La serie describe al protagonista como un auténtico homosexual reprimido, alguien incapaz de concretar la unión física y mucho menos la emocional con otro hombre. La sublimación del deseo pasa por otro lado: el tacto de la superficie y el interior de los cuerpos, el consumo de sangre y carne humana como pérfida comunión con el otro. El hecho de que una mayoría de las víctimas fuera de origen afroamericano o de otras etnias no blancas aporta a los hechos otra capa de complejidad, en particular cuando se contrapone al aspecto rubicundo, casi angelical, del monstruo. No es casual que el guion de la serie, antes de ingresar al boliche y al flirteo frontal de Dahmer, presente a su vecina llorando frente al televisor: en el noticiero un grupo de policías blancos golpea violentamente a un hombre negro, sin saber que se trata de un colega en plena faena encubierta. El trance es roto por los ruidos que llegan del departamento contiguo, usual acompañamiento sonoro de un fétido olor dulzón que viene atravesando las paredes desde hace meses. “Es que tenía mucha carne en la heladera y el aparato se descompuso”, es la respuesta dedicada a la vecina y también, unas horas más tarde, a la policía, luego de que la última víctima –que afortunadamente no llega a serlo del todo– avisa a la policía de lo que estuvo a punto de ocurrir. Sin llegar a las explicitudes gore de El globo dorado (2019), el film del alemán Fatih Akin dedicado a otro killer serial que asoló Hamburgo en los años 70, el tono de Dahmer es seco y mórbido, por momentos interesado en explotar los resortes del suspenso y el terror realista, en otros afincado en la descripción de las rutinas familiares, siempre conflictivas. Evan Peters (el fantasma de la primera temporada de American Horror Story, el rol que lo hizo inmediatamente reconocible) aporta los rasgos físicos ideales para un personaje de apariencia tímida y torpe, que detrás de una máscara inofensiva esconde los peores impulsos. El otro personaje central, indispensable, de la trama es Dahmer padre. Ese hombre incapaz de reconocer en su hijo las señales de que algo anda mal, terriblemente mal, obsesionado con “corregir” sus ansias homosexuales y exacerbando la pasión temprana por la taxidermia, está interpretado por el gran Richard Jenkins. Molly Ringwald, eterna musa de las comedias escritas y/o dirigidas por John Hughes, encarna a la madrastra del muchacho, abandonado cada vez con mayor frecuencia a su suerte. Y a sus impulsos.
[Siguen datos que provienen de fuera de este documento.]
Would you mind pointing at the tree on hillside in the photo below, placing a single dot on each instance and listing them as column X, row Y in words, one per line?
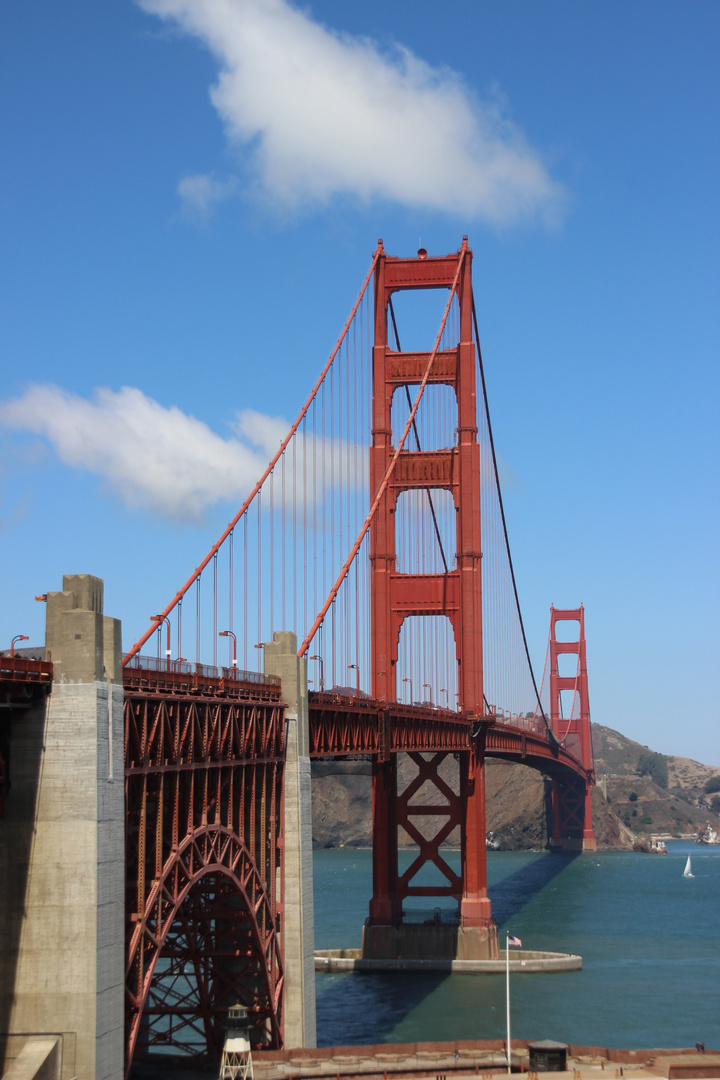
column 653, row 766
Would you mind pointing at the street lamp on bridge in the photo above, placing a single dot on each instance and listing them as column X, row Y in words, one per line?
column 160, row 619
column 229, row 633
column 322, row 675
column 17, row 637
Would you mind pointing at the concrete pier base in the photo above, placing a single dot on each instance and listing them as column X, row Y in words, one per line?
column 434, row 942
column 281, row 658
column 62, row 853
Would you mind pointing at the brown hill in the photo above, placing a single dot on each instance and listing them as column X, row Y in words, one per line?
column 624, row 804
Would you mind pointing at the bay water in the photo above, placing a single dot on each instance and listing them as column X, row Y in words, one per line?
column 649, row 939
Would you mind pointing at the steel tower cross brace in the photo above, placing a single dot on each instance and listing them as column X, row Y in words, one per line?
column 456, row 594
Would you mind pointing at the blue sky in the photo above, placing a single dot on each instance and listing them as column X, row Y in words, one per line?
column 191, row 192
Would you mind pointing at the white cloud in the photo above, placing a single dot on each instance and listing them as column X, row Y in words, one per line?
column 326, row 113
column 167, row 462
column 152, row 457
column 200, row 192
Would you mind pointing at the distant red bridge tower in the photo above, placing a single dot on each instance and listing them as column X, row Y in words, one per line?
column 572, row 817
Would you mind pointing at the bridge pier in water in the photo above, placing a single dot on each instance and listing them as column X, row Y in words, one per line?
column 62, row 851
column 281, row 659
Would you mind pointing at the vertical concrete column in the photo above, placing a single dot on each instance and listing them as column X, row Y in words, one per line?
column 281, row 658
column 63, row 846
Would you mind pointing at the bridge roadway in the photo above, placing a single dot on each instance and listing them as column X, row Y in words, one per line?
column 344, row 725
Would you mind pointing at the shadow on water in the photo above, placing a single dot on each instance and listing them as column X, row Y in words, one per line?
column 351, row 1007
column 516, row 890
column 361, row 1008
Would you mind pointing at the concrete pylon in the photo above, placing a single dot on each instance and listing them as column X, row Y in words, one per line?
column 62, row 851
column 281, row 658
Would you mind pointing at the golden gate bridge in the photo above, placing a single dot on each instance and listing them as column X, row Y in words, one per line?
column 375, row 548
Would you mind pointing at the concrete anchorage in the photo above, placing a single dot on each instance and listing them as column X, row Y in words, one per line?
column 62, row 854
column 281, row 658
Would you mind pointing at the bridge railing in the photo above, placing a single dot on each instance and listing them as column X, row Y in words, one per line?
column 163, row 675
column 19, row 669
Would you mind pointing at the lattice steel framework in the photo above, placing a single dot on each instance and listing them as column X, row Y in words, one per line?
column 204, row 858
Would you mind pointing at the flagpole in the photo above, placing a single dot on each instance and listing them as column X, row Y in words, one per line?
column 507, row 991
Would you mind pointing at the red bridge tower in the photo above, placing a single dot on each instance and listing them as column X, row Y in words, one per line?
column 457, row 594
column 572, row 817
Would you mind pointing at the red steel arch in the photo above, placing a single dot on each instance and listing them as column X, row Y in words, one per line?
column 234, row 920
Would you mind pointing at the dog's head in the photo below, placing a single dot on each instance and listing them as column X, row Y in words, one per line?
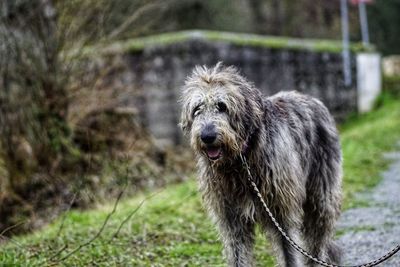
column 220, row 111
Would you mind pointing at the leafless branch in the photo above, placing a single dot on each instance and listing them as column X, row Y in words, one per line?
column 97, row 235
column 133, row 212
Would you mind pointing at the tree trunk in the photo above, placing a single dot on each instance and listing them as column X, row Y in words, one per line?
column 33, row 100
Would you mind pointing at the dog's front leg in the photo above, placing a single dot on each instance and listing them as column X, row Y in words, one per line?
column 237, row 234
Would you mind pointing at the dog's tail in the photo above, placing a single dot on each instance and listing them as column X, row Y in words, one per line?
column 334, row 253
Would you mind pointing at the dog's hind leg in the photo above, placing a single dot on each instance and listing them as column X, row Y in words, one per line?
column 237, row 234
column 318, row 230
column 286, row 255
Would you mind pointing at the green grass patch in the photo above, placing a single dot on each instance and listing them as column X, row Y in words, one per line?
column 172, row 229
column 364, row 139
column 241, row 39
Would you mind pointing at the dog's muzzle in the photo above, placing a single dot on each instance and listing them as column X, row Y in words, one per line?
column 209, row 136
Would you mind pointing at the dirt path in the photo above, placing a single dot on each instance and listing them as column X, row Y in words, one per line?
column 369, row 232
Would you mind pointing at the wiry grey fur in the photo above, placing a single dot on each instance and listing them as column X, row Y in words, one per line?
column 292, row 146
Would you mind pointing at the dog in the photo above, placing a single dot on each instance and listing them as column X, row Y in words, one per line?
column 292, row 147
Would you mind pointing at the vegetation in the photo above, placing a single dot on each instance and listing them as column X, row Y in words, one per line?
column 170, row 227
column 241, row 39
column 364, row 139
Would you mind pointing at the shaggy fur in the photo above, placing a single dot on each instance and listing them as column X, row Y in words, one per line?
column 292, row 146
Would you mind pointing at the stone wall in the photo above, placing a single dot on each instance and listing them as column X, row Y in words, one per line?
column 157, row 72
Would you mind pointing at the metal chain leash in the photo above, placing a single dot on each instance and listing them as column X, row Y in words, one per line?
column 294, row 244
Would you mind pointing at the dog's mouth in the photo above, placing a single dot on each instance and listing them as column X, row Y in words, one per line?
column 213, row 152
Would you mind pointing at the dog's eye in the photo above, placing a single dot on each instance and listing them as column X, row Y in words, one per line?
column 196, row 111
column 221, row 106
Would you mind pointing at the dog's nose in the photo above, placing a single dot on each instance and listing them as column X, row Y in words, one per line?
column 208, row 134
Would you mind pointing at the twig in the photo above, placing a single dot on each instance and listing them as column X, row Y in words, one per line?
column 95, row 236
column 12, row 227
column 133, row 212
column 65, row 214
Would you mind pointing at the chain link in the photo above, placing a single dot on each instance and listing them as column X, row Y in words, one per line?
column 294, row 244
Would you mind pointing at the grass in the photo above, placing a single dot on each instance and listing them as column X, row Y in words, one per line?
column 364, row 139
column 171, row 228
column 241, row 39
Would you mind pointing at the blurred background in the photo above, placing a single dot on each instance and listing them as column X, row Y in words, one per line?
column 89, row 88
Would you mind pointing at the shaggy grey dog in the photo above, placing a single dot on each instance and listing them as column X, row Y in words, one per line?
column 292, row 147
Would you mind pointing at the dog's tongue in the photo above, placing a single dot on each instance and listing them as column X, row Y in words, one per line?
column 213, row 152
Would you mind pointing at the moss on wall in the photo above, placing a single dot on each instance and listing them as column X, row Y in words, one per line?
column 241, row 39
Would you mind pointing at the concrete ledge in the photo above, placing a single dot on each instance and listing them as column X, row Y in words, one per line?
column 369, row 80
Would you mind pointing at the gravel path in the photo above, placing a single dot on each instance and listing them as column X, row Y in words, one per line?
column 370, row 232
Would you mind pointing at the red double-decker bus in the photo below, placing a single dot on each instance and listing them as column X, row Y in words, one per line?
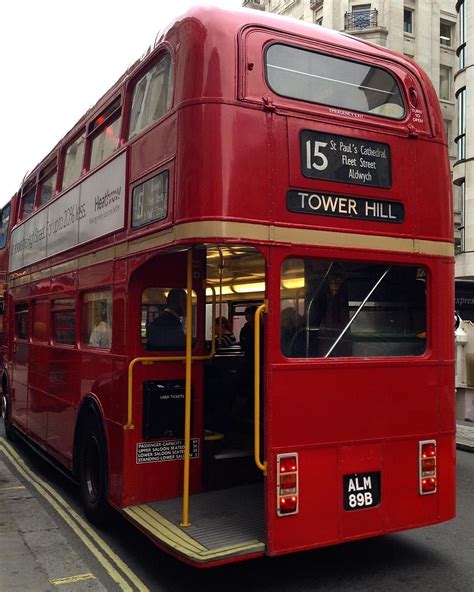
column 295, row 181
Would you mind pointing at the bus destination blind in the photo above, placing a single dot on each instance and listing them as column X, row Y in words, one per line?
column 302, row 201
column 345, row 160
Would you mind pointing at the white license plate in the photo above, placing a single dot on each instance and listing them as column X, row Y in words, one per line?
column 361, row 490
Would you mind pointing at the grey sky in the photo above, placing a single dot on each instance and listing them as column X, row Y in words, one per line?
column 57, row 58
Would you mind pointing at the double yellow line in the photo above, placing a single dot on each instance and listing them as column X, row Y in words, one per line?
column 110, row 561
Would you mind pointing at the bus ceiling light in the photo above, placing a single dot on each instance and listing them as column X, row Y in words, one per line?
column 293, row 283
column 427, row 467
column 287, row 484
column 245, row 288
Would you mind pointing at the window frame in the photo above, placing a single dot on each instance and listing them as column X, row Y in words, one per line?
column 88, row 323
column 46, row 318
column 166, row 50
column 341, row 58
column 411, row 12
column 46, row 173
column 64, row 150
column 449, row 42
column 54, row 311
column 163, row 171
column 370, row 358
column 111, row 113
column 17, row 317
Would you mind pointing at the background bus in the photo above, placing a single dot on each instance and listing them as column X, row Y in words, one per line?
column 247, row 159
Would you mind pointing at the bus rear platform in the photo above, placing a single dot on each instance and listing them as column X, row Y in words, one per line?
column 225, row 524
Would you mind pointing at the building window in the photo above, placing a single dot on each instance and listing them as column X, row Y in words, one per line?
column 459, row 208
column 461, row 137
column 408, row 21
column 73, row 161
column 151, row 96
column 444, row 83
column 446, row 33
column 461, row 51
column 361, row 16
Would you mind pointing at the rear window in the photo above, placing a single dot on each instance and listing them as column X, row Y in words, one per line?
column 309, row 76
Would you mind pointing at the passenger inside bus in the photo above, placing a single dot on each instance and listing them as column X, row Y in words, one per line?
column 166, row 331
column 224, row 336
column 101, row 335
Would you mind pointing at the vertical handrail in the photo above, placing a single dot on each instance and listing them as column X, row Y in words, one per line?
column 151, row 360
column 261, row 465
column 187, row 404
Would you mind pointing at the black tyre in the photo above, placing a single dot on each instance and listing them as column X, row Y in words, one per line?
column 9, row 431
column 93, row 471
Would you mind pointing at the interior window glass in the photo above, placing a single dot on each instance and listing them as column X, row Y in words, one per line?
column 163, row 319
column 22, row 324
column 151, row 96
column 150, row 200
column 4, row 225
column 27, row 203
column 40, row 320
column 97, row 319
column 317, row 78
column 47, row 188
column 73, row 162
column 346, row 309
column 105, row 143
column 64, row 321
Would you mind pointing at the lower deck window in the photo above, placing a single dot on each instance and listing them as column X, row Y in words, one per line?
column 349, row 309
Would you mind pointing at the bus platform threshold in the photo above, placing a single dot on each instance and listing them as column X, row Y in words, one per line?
column 225, row 524
column 465, row 436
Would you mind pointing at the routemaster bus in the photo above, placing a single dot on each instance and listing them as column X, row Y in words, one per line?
column 295, row 181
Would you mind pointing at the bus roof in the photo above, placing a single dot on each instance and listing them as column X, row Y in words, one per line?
column 217, row 27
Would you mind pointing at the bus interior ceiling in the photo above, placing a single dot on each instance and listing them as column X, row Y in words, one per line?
column 236, row 281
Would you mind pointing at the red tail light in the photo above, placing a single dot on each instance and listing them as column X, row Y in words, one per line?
column 427, row 467
column 287, row 484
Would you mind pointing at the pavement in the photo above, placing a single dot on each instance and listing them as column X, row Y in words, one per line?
column 465, row 436
column 35, row 555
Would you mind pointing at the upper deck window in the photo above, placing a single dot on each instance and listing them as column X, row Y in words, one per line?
column 317, row 78
column 5, row 220
column 73, row 161
column 105, row 129
column 27, row 202
column 151, row 96
column 47, row 185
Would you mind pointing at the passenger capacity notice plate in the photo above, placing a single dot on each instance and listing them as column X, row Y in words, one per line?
column 361, row 490
column 344, row 159
column 165, row 450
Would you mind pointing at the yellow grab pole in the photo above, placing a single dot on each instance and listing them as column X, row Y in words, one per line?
column 261, row 465
column 187, row 408
column 151, row 360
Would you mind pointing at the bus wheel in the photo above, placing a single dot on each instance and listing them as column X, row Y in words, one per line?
column 9, row 433
column 93, row 472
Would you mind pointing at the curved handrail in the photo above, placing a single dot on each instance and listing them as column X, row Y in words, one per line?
column 261, row 465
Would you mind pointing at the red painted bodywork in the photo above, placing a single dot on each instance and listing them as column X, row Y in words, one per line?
column 232, row 148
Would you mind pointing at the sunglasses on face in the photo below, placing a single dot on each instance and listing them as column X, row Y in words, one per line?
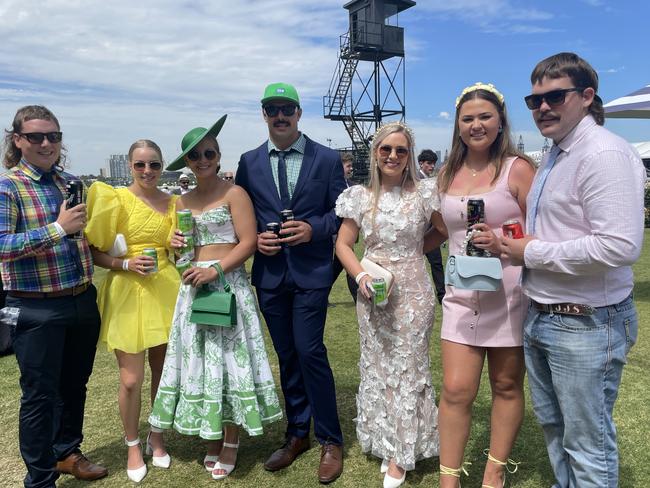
column 39, row 137
column 386, row 150
column 208, row 154
column 274, row 110
column 153, row 165
column 554, row 98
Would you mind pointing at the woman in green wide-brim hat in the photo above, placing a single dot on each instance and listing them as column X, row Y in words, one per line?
column 215, row 380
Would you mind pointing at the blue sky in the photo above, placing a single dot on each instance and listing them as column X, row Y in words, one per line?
column 117, row 71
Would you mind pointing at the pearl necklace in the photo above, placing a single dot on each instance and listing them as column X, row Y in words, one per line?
column 474, row 172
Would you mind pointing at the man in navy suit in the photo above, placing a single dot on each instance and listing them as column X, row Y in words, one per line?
column 292, row 273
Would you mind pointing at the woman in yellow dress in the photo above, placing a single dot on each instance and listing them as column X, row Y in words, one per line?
column 136, row 301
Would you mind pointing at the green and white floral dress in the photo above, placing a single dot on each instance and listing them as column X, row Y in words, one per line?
column 216, row 375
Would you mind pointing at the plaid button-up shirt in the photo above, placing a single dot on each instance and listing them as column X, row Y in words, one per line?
column 34, row 256
column 293, row 160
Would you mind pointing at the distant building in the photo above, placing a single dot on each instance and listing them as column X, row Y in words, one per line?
column 118, row 166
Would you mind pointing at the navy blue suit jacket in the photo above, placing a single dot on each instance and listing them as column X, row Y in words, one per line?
column 319, row 184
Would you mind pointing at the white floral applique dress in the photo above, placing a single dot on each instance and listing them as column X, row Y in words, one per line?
column 216, row 375
column 396, row 412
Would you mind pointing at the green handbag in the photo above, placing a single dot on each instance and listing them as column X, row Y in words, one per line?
column 214, row 307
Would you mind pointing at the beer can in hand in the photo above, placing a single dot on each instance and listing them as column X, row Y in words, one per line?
column 152, row 253
column 274, row 227
column 186, row 226
column 475, row 215
column 286, row 215
column 380, row 294
column 512, row 229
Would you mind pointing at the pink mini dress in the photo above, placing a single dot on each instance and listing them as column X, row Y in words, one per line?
column 483, row 318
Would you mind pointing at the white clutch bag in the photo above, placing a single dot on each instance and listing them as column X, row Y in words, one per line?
column 377, row 271
column 119, row 247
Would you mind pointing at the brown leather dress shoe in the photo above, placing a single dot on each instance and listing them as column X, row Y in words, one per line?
column 78, row 466
column 331, row 463
column 290, row 450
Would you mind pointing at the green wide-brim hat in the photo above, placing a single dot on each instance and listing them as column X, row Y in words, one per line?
column 192, row 138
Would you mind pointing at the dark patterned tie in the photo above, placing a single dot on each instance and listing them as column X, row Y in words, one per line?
column 282, row 179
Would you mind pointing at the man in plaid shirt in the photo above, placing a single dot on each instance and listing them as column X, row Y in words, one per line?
column 51, row 302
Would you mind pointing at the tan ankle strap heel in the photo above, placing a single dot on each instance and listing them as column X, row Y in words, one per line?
column 509, row 465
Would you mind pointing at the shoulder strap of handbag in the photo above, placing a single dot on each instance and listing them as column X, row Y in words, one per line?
column 222, row 277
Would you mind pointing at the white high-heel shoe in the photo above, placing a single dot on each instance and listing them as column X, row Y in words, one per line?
column 390, row 482
column 136, row 475
column 225, row 467
column 158, row 461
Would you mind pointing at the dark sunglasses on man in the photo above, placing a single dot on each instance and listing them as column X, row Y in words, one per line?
column 39, row 137
column 195, row 155
column 274, row 110
column 553, row 98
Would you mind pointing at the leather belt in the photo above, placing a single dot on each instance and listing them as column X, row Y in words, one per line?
column 74, row 291
column 564, row 308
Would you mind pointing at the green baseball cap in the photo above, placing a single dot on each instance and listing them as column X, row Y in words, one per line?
column 281, row 91
column 192, row 138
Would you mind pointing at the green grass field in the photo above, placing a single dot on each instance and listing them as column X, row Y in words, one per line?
column 104, row 441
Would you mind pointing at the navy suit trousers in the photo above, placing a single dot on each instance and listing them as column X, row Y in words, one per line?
column 55, row 340
column 296, row 321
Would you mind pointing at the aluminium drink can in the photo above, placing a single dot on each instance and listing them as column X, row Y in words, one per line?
column 185, row 221
column 380, row 295
column 286, row 215
column 75, row 196
column 512, row 228
column 183, row 264
column 186, row 226
column 152, row 253
column 475, row 215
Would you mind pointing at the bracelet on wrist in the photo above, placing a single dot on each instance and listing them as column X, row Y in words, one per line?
column 358, row 277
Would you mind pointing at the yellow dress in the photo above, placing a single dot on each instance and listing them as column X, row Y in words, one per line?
column 136, row 310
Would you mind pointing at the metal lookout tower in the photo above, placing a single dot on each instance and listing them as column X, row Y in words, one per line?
column 368, row 84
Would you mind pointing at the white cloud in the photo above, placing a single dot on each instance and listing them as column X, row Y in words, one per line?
column 117, row 71
column 495, row 16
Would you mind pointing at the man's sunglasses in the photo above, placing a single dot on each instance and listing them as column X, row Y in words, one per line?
column 386, row 150
column 153, row 165
column 195, row 155
column 274, row 110
column 554, row 98
column 39, row 137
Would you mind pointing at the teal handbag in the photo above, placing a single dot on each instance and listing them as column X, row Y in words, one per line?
column 214, row 307
column 473, row 272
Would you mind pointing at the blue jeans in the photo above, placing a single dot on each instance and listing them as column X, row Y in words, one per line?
column 574, row 366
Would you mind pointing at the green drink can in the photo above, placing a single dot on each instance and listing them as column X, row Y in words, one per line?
column 152, row 253
column 379, row 296
column 183, row 264
column 185, row 221
column 186, row 226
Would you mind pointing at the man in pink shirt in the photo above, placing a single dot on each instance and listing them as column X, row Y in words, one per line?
column 584, row 232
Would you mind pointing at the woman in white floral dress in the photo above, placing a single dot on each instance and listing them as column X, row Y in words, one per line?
column 215, row 380
column 396, row 411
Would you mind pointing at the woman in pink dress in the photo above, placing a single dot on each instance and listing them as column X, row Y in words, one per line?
column 483, row 163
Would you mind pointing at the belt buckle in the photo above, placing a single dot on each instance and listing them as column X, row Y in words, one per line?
column 571, row 309
column 78, row 290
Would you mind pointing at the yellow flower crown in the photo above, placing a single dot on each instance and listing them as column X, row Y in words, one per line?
column 480, row 86
column 396, row 124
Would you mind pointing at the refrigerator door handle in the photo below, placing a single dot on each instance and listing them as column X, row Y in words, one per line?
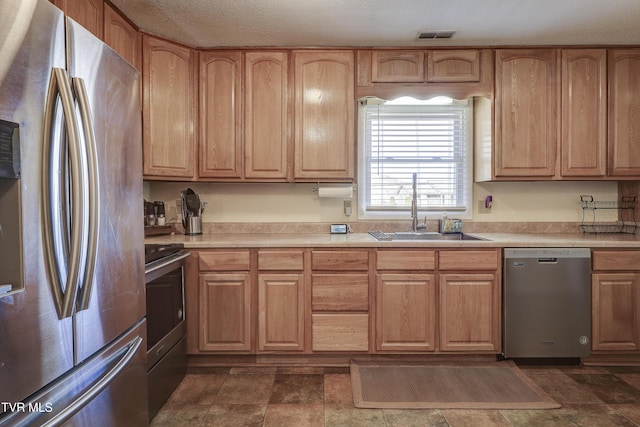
column 84, row 399
column 63, row 195
column 90, row 153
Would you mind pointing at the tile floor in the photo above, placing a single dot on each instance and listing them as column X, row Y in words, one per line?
column 269, row 396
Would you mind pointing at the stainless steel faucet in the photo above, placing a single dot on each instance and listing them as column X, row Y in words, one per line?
column 414, row 206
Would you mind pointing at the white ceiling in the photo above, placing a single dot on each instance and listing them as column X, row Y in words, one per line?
column 237, row 23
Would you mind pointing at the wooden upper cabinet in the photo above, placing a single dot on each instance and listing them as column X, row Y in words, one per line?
column 624, row 113
column 526, row 112
column 122, row 37
column 88, row 13
column 169, row 109
column 584, row 112
column 453, row 66
column 324, row 115
column 220, row 147
column 266, row 108
column 397, row 66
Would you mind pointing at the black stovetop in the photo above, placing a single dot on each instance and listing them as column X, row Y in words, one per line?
column 153, row 252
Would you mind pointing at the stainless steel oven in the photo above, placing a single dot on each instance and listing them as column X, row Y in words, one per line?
column 166, row 331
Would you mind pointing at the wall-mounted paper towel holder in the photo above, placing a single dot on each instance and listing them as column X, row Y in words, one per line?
column 334, row 190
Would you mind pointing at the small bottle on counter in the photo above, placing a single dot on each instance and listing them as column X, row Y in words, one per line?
column 160, row 215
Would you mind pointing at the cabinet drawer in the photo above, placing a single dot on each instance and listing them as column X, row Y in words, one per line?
column 340, row 260
column 340, row 292
column 405, row 260
column 616, row 260
column 280, row 260
column 340, row 332
column 453, row 66
column 224, row 261
column 397, row 66
column 469, row 260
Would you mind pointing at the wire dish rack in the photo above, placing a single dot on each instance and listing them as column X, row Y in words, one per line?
column 625, row 211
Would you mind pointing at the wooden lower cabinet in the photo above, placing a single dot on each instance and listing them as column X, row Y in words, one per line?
column 616, row 312
column 339, row 300
column 280, row 312
column 615, row 287
column 225, row 312
column 334, row 300
column 340, row 331
column 406, row 312
column 469, row 320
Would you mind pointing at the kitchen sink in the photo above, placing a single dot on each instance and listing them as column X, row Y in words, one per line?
column 421, row 235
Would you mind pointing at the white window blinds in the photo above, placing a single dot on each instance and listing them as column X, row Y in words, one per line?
column 432, row 140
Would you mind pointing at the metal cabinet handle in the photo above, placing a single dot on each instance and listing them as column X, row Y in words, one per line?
column 62, row 203
column 92, row 208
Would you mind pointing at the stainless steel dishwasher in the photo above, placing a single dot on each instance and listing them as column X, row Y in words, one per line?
column 547, row 302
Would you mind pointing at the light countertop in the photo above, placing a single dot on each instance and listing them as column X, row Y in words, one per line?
column 355, row 240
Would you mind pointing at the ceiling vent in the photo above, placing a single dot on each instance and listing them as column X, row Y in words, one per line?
column 432, row 35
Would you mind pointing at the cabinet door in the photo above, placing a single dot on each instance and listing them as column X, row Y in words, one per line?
column 324, row 115
column 122, row 37
column 584, row 112
column 220, row 148
column 266, row 107
column 340, row 331
column 169, row 109
column 397, row 66
column 225, row 317
column 453, row 66
column 405, row 312
column 616, row 311
column 280, row 312
column 526, row 110
column 88, row 13
column 624, row 112
column 469, row 312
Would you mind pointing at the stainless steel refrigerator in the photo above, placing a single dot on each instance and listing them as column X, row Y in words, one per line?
column 72, row 328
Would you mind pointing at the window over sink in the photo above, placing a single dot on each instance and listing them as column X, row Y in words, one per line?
column 398, row 138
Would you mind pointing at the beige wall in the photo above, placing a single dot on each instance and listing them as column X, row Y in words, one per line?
column 247, row 202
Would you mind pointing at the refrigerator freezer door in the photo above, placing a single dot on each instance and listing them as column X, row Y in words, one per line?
column 108, row 390
column 116, row 300
column 35, row 346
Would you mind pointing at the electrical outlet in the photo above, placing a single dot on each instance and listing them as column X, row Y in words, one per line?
column 347, row 207
column 482, row 207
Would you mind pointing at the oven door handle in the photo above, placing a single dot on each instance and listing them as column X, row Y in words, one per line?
column 168, row 261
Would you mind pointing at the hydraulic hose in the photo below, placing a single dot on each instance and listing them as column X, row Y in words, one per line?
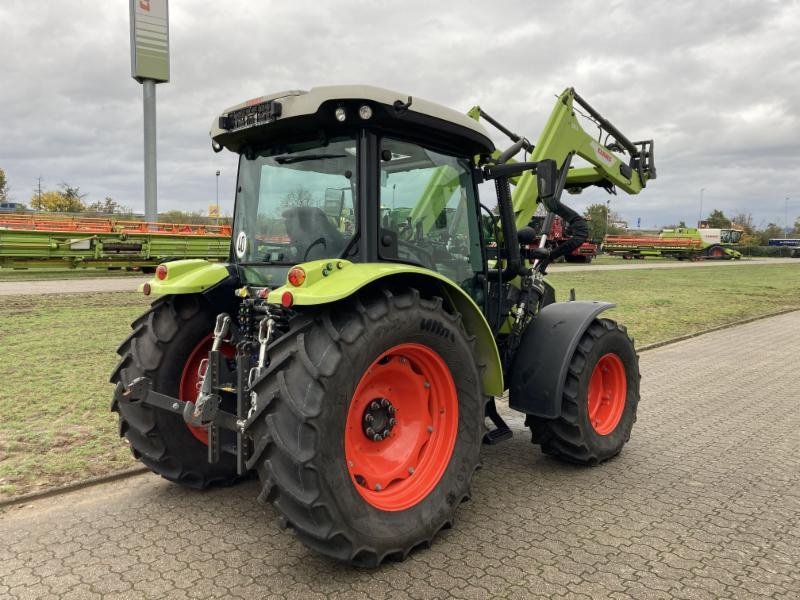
column 513, row 259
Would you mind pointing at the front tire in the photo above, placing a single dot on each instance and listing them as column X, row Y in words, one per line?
column 315, row 448
column 165, row 343
column 599, row 401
¿Por qué Dahmer es cómo es? ¿Fue el consumo compulsivo de calmantes y antidepresivos de su madre durante el embarazo? ¿Fue el resultado indeseado de una intervención quirúrgica durante la infancia? ¿Fueron las peleas eternas entre sus padres, los gritos, las amenazas? ¿Fue el consumo de alcohol cada vez más importante? ¿O simplemente se trata de una condición psicológica nunca tratada, un estado de insania que impide la represión a la hora de consumar los peores deseos? No hay respuestas únicas ni seguras y la serie se hace cargo de ello. En palabras de Evan Peters, “la única regla que Ryan impuso fue la de no contar la historia desde el punto de vista de Dahmer. La audiencia realmente no debe simpatizar con él, no debe ingresar a su situación particular. La idea es observarlo todo desde afuera. No se trata de él y de su historia, sino de las repercusiones. Creí que era importante ser respetuoso con las víctimas y sus familiares. Intentar contar la historia de la forma más auténtica posible”. Dahmer, la serie, no hace exactamente eso. De hecho, el punto de vista es en muchas escenas el del protagonista (lección de sadismo bien entendido de Alfred Hitchcock: el espectador puede y debe desear que el asesino no sea atrapado, al menos durante un tiempo), aunque es cierto que la posibilidad de “simpatizar” con Dahmer parece bien alejada de las posibilidades. Como sea, la apuesta de la nueva serie de Murphy, tensa y adictiva, vuelve a montarse sobre un tema siempre polémico que clásicos del cine como M, el vampiro negro, El estrangulador de Boston y El silencio de los inocentes han convertido en un género por derecho propio.